Coking wastewater after biological treatment still possesses potential environmental risk and should be mineralized further. This work focused on the mineralization of bio-treated coking wastewater using catalytic ozonation by NiO. First, oxalic acid, the typical by-product of advanced oxidation process (AOPs), was used to test the catalytic performance of NiOs, prepared by modified hydrothermal methods upon addition of different surfactants. This demonstrated that NiO upon addition of hexadecyltrimethylammonium (CTAB) had the best catalytic activity, due to its high concentration surface hydroxyl density and strong stability. Moreover, the best NiO was applied for the catalytic ozonation of bio-treated coking wastewater.

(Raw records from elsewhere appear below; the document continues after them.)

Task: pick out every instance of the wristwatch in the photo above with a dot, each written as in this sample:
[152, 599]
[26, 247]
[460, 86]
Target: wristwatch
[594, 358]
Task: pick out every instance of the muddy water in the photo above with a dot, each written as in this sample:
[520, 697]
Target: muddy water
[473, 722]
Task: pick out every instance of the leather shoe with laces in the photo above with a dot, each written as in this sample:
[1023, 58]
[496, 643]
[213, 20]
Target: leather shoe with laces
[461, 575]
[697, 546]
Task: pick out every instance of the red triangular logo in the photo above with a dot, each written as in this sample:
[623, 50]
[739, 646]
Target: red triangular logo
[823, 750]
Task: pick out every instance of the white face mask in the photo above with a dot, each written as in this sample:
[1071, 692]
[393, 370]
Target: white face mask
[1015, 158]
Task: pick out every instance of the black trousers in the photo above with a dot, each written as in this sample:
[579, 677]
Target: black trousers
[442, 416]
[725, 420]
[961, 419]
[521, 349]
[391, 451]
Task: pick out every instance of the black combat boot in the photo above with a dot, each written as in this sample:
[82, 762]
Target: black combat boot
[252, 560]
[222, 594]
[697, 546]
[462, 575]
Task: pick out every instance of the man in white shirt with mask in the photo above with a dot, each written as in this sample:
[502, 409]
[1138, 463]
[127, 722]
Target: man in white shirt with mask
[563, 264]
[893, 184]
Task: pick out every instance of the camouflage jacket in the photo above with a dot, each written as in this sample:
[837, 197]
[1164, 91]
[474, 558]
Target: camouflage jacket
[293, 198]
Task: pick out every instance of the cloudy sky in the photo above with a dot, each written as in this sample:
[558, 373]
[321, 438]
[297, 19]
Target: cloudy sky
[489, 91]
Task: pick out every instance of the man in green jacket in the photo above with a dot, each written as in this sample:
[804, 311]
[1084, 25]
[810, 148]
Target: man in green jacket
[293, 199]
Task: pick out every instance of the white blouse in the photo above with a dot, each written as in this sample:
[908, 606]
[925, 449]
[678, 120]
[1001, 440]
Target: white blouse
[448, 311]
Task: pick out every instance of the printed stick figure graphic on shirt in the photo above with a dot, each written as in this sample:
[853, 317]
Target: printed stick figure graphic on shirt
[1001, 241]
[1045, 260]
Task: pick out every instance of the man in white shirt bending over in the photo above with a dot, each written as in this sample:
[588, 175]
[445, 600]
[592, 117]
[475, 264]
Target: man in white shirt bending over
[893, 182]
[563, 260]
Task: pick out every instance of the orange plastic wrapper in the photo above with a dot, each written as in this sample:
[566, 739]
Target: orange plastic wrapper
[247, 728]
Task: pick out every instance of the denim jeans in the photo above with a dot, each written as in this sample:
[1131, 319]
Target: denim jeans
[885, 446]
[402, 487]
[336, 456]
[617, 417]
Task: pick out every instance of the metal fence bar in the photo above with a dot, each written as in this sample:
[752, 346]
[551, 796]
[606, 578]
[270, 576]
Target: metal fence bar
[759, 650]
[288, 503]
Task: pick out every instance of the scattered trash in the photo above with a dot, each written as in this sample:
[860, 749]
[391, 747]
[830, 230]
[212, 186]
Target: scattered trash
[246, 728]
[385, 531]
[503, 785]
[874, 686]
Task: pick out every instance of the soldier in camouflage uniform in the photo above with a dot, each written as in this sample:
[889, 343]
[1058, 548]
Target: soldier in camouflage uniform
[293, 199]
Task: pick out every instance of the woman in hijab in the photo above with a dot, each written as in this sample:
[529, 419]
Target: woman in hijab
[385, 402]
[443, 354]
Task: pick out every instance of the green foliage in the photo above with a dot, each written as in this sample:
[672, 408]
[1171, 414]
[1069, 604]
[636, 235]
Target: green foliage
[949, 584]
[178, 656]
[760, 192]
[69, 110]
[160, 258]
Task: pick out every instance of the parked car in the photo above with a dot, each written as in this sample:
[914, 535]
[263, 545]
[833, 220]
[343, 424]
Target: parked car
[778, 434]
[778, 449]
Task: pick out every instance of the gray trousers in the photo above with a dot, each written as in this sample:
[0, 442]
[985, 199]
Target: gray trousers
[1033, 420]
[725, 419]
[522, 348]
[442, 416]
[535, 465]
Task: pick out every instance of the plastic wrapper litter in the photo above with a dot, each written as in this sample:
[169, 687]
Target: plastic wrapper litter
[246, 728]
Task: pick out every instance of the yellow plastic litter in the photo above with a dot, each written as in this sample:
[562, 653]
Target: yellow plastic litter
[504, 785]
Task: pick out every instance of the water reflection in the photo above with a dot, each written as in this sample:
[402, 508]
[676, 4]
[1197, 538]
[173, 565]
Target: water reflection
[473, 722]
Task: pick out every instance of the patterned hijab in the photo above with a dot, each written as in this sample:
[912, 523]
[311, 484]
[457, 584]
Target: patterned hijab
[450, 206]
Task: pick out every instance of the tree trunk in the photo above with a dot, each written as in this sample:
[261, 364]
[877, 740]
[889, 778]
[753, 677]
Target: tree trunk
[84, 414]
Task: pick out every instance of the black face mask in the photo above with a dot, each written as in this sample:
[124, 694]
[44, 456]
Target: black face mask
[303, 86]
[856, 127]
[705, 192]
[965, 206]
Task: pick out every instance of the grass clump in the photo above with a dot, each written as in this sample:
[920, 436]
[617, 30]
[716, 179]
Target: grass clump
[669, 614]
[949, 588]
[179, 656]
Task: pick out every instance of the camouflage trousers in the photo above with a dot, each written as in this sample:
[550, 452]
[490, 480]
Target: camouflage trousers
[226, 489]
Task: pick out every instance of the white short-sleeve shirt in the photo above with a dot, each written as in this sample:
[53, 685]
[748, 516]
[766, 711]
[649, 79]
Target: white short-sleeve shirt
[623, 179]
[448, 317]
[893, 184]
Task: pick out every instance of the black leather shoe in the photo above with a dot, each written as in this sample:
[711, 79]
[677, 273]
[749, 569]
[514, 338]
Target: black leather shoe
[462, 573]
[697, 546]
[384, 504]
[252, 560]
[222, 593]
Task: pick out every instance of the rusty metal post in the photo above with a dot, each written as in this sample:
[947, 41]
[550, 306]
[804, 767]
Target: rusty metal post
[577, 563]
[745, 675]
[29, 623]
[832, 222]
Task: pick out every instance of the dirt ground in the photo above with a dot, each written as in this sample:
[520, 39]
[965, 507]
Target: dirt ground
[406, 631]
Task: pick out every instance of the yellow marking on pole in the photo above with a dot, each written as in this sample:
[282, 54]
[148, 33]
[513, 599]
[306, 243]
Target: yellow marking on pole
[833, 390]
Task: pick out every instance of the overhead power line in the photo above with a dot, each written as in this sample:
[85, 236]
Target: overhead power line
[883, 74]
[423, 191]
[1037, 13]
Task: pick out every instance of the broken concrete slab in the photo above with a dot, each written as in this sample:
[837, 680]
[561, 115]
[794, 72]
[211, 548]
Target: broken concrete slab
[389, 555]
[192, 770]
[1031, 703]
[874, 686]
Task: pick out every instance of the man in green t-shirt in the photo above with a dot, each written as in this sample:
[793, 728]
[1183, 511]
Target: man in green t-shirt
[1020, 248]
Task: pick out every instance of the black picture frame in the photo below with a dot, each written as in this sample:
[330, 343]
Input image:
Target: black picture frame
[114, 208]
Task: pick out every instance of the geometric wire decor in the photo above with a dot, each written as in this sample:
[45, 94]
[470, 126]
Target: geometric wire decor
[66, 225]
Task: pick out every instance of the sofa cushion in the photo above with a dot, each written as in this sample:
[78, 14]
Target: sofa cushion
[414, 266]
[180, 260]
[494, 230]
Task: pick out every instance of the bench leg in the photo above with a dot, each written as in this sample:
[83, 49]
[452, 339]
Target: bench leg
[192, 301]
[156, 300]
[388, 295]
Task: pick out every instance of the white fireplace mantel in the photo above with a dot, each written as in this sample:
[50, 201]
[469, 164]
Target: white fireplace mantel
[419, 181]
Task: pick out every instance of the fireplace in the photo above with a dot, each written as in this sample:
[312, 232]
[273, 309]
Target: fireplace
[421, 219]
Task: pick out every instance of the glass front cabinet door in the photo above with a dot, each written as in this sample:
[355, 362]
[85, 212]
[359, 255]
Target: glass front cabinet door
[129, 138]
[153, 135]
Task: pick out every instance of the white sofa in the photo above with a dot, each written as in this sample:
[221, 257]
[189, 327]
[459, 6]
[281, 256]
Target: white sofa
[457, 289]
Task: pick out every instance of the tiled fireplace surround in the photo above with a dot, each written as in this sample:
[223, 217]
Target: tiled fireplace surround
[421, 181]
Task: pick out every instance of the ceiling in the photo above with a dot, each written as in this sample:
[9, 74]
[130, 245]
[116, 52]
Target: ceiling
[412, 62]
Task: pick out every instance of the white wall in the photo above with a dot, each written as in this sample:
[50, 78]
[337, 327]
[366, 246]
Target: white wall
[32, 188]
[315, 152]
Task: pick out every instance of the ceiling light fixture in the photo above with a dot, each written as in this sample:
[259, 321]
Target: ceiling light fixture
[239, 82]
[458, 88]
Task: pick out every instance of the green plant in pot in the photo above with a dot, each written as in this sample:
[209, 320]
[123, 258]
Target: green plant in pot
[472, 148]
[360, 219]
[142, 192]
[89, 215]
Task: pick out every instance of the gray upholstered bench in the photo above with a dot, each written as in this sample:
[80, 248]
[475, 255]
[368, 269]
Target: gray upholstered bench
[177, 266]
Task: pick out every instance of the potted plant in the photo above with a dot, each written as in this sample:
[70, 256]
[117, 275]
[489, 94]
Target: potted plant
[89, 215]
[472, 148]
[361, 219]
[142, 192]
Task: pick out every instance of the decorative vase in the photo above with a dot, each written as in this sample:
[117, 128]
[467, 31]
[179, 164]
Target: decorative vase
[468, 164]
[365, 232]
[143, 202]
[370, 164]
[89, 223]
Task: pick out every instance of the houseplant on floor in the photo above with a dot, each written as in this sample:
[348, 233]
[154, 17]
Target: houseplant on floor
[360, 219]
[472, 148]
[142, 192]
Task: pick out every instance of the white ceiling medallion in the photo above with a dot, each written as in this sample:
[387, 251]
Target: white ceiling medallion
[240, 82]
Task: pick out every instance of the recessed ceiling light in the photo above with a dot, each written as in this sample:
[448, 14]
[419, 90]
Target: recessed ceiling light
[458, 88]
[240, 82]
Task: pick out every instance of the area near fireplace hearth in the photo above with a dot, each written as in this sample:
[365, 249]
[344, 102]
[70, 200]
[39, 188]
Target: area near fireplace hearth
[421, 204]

Under our experimental conditions, the total organic carbon (TOC) removal reached 100% after 420 min. In addition, the spectroscopic analysis suggested that compounds with conjugated structures could be significantly removed by both ozonation and catalytic ozonation. Some of these substances were transformed into by-products with aliphatic C-C and O=C-O groups such as organic acids that can inhibit further mineralization.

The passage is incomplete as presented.